Ties of affection, bonds of marriage, as well as long years of intimacy, link me moreover to the French people; and more keenly, perhaps, than even the master himself, did I realise what war between France and England might mean; thus we both had an anxious time during the Fashoda trouble. Fortunately for the general peace hostilities were averted, and M. Zola was thus able to remain in his secluded English home, and to continue the writing of his novel.

The weather was still very fine, and now and again he ventured upon a little excursion. The principal one was to Virginia Water, where he strolled round the lake, then drove through part of the Great Park, and thence on to Windsor Castle, where he saw all the sights, the State apartments, St. George’s Hall and Chapel, the Albert Memorial Chapel, and so forth. And, as he had brought his hand camera with him, he was able to take a few snapshots of what he saw. I was not present on that occasion; his companions were a French gentleman, a very intimate friend, and my daughter, but I was pleased to hear that he had, at all events, seen Windsor. As a rule, it was extremely difficult to induce him to emerge from his solitude.
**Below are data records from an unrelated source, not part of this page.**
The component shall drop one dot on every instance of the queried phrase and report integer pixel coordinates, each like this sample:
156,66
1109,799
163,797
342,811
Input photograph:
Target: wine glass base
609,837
When he took a walk or a bicycle ride his destination was simply some sleepy Surrey village or deserted common.

He appreciated English scenery. Around Oatlands he had been much struck by the beauty of the trees, and was greatly astonished to find such lofty and perfect hedges of holly running at times for a mile almost without a break on either side of the roads. I suppose that some of the finest holly hedges in England are to be found in that district. Then, too, the rookeries surprised and interested him. There was one he could see from his window at the last half of his country residences, and many an idle half-hour was spent by him in watching the flight of the birds or their occasional parliaments.